I believe this is an artifact of JIS_X0201, which is, to my knowledge, the first major Japanese 8-bit encoding and mostly 7-bit ASCII + Katakana (that character set you see in old Japanese video games) and some Japan-specific symbols filling the other half of the 8-bit space.

In it, byte 0x23 was changed from "\" to "¥".

The history is fascinating:

> The 1964 ISO draft reserved the positions 0x24 and 0x5c for first and second currency symbols to be assigned by each country, but it was considered too dangerous in international communications to use currency symbols that could be localized. The ISO committee had two options that to use a generic currency symbol (¤) or to give the dollar ($) and pound (£) signs permanent assignments.

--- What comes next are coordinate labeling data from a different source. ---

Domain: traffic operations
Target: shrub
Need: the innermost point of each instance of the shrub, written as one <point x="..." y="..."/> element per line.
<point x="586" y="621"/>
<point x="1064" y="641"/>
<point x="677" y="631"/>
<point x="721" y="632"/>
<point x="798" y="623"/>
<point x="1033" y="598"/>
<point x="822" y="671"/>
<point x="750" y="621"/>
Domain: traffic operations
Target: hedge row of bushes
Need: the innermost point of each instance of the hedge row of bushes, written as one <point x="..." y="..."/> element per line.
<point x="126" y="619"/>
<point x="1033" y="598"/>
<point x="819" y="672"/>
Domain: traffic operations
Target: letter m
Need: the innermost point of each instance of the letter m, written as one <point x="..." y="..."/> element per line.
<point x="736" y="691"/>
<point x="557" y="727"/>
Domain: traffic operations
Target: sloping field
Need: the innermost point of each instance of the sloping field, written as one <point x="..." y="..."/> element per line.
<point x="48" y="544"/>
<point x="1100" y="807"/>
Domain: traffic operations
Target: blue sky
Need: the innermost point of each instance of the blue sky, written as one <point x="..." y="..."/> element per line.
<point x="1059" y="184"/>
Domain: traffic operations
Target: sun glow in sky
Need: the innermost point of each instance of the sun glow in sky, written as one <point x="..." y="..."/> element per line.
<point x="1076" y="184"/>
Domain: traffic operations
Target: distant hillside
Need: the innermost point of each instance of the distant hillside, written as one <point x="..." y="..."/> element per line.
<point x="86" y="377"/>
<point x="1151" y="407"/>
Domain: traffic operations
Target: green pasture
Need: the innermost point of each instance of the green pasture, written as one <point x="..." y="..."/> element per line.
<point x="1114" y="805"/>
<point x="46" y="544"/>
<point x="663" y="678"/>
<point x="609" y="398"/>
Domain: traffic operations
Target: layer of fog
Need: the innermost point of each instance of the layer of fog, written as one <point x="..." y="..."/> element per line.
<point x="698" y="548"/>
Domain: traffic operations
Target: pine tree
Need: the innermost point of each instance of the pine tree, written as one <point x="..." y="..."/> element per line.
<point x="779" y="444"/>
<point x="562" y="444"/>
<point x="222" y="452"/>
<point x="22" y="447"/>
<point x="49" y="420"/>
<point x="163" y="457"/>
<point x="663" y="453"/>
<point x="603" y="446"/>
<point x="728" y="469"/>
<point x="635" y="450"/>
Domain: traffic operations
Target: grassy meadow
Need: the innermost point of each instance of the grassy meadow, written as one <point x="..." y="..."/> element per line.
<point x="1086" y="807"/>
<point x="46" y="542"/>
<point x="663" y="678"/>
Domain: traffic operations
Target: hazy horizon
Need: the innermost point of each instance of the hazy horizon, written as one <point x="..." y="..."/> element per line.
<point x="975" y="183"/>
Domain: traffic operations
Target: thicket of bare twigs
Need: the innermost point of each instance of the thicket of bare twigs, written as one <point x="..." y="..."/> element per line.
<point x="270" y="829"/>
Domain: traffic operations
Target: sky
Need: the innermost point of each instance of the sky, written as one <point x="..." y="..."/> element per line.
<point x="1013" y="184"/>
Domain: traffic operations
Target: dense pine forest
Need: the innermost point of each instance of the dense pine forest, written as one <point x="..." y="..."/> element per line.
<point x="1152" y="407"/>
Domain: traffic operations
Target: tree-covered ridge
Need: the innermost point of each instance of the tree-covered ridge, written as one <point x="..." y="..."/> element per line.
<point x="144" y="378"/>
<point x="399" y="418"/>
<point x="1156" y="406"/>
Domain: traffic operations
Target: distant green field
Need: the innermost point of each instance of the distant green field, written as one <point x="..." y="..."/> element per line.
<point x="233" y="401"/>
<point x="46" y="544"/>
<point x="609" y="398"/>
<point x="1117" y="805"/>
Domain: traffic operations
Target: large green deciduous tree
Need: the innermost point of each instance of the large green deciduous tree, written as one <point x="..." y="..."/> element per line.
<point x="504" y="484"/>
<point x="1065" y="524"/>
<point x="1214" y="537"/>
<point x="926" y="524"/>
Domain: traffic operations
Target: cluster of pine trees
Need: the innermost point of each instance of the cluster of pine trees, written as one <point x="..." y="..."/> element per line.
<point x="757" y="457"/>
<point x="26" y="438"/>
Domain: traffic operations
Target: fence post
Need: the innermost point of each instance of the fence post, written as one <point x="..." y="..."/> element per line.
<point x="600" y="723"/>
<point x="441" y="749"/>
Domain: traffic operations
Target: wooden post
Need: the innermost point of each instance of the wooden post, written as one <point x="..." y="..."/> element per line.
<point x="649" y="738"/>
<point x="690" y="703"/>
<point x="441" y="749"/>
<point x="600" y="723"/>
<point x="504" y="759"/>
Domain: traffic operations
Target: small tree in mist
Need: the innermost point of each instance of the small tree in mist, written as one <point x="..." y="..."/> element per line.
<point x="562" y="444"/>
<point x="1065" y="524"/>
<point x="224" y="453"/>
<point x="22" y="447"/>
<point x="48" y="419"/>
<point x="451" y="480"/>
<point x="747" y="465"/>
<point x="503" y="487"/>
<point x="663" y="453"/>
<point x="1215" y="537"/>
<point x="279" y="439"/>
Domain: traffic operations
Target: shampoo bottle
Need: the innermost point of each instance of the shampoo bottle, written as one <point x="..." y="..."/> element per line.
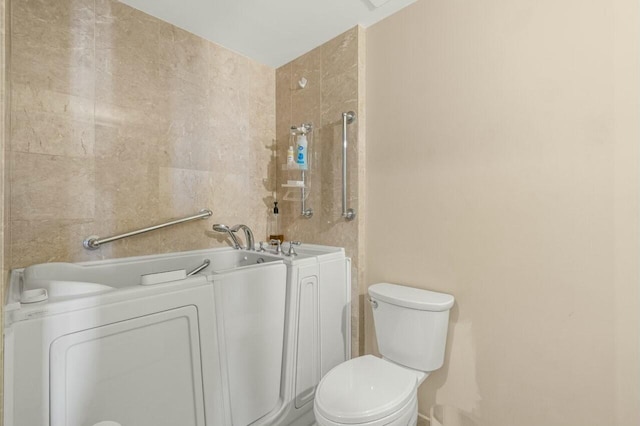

It was agreed that the dollar sign was assigned to position 0x24 and the pound sign was to position 0x23. The latter was not required in countries that did not need the pound sign. The JIS committee decided to put the yen sign (¥) in 0x5c (one of the national use positions).

https://en.wikipedia.org/wiki/JIS_X_0201

It's legacy lived on in Shift JIS which Window's extended and resulted in Japanese Windows computers having file paths like "C:¥Users¥MyName" and escape sequences like "¥n"

All this to say, my respect for Japanese devs who work with encoding is top-tier.

2 comments

Related to this, when I was in Japan in the '90s I had to get used to "¥" being the directory separator, so a path might be:

C:¥Program Files¥Microsoft¥Office¥word.exe

It is still true nowadays. For Japanese version of Windows, you will see a lot of ¥ in all kinds of pathes.